I do. And Coronation Street is really winning with this at the moment. It already has Cherylee Houston [Izzy] and Liam Bairstow [Alex] and now me. And there is a responsibility there – with soaps, you’re in people’s living rooms almost every night of the week, so it’s an amazing platform to make a social change. We still have huge barriers in society because people can be incredibly awkward around disability. And the more we se it on our screen, the more positive effect it has on society as a whole.
Could the 9.00pm dramas do more?
Every time I watch a drama, I do get a bad feeling in my stomach. Because often, I’ll be left asking myself: why couldn’t there have been a disabled actor in that? We’re fighting for the same opportunities as our non-disabled peers. So I think the question programme-makers need to be asking themselves isn’t ‘why should I cast an actor with a disability?’. It should be: ‘why shouldn’t I?’ And this should be across the board: casting directors, producers, but also storyliners and researchers. If everybody just opened their minds a little bit more, I think we would have a huge change.
Was this part created specifically for you?
No, not at all. I get annoyed with the idea of ‘disabled parts’, I just don’t understand it. A part can be played by someone with a disability. But if we’re waiting for these ‘disabled parts’ to come up, then that’s where a lot of our problems lie. I know that my agent put up lots of other actors in her agency for this role, but Coronation Street came back with a straight offer for me, which was just incredible.
So did you relish the chance to play a character like Imogen?
Yes, because I’ve always wanted to show the fun side to my disability. And Imogen is sexy, flirty, feisty and has attitude. Not every disabled person is going to be the same, but I’ve always joked about it. There’s no point crying – the tears aren’t going to fall on my arm and make it grow. And too often, when someone with a disability gets cast in something, very rarely do they have a personality as well. Usually, it’s a case of ‘having a disability is enough. God forbid there should be something else on top!’. Here, I get to show that I’m at ease with the body I was given. It hasn’t always been that way – I’ve had some really dark moments in my life. It took me a while to feel comfortable with my body. But I now love having one arm.
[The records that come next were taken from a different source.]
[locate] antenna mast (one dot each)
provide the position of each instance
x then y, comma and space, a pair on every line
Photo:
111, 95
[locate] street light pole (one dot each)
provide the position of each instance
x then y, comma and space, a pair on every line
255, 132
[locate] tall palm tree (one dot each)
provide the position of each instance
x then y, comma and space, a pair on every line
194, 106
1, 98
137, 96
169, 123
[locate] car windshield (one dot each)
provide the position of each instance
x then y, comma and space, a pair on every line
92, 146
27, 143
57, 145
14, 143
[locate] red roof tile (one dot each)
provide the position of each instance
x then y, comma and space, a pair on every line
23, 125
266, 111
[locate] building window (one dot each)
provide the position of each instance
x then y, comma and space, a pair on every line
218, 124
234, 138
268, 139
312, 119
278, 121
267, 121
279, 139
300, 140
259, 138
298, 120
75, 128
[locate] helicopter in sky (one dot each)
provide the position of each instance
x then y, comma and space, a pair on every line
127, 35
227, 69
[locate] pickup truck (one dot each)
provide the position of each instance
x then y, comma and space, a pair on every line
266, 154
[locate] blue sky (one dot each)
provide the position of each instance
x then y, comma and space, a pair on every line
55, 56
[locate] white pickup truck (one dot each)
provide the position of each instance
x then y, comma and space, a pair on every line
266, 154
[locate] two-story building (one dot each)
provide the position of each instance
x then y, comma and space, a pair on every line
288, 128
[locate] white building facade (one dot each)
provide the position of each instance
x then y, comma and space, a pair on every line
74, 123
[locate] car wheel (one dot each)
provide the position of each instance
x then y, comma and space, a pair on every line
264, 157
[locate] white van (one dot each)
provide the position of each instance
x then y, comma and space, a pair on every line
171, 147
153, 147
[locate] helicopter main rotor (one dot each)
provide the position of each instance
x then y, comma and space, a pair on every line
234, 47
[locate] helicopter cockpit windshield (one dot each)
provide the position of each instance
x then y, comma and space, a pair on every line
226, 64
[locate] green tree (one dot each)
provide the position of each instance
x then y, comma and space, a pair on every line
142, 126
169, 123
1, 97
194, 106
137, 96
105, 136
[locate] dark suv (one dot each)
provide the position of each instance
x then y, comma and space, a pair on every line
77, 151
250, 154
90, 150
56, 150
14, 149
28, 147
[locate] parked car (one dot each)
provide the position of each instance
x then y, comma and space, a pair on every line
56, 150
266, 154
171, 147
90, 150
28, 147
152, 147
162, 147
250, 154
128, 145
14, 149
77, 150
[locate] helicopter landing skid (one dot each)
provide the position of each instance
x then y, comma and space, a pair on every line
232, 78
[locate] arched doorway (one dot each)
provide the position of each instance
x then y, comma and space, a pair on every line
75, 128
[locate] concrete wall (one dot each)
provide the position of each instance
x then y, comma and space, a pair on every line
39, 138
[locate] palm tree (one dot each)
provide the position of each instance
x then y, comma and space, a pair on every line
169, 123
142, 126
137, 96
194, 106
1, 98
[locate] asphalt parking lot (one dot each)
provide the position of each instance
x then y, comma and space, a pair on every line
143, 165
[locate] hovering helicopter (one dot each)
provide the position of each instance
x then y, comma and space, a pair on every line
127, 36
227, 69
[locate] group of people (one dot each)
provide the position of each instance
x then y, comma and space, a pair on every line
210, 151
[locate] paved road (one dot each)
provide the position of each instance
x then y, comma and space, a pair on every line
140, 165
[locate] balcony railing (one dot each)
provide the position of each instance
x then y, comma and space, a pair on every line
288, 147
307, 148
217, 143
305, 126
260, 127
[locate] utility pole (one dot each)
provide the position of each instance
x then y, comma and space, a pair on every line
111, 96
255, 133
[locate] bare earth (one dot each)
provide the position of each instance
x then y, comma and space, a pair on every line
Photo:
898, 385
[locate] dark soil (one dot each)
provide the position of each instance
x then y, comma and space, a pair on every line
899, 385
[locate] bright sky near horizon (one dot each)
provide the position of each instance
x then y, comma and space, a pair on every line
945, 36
What reaction have you had from the cast?
Working on Coronation Street was something I’d imagined for so long, so to be there was amazing. The first person I met was Connor McIntyre [Phelan] and he’s been an absolute rock for me. One thing that a couple of the cast members have said to me is that I’ve really opened their eyes to something they hadn’t thought about before. So that was a lovely compliment. They’re like a real family – for instance, one day, Samia Longchambon [Maria] got straight down onto her knees to help me with a buckle on a shoe I had trouble fastening. She just did it without hesitation. So people are just very accepting and lovely – and that really helped.
Tell me about your first scenes…
Imogen is in the Bistro enjoying a few drinks and that’s where she meets Kate. And as you’ll see, it’s a flirty, lustful relationship between Kate and Imogen. I do end up having to do the walk of shame wearing the same clothes as the night before. But, you know, as a person with a disability, you’re asked the most ridiculous questions, such as ‘do people with disabilities have sex?’ So, playing Imogen, it’s amazing to show this very normal side to having a different body shape.
How did you react when you were asked whether people with disabilities have sex?
The first time it was said to me, I was completely shocked. Because what they mean by the question is: who on earth would want to be with someone with a disability? They’re not talking about science. What they’re saying is: aren’t people put off?
As if you must be living some kind of half life?
Absolutely. And the amount of times I’ve had people telling me that they feel sorry for me. I just say, ‘don’t feel sorry for me – I have a lovely life. I’m so grateful for the life that I have. Never feel sorry for me because I’m doing OK.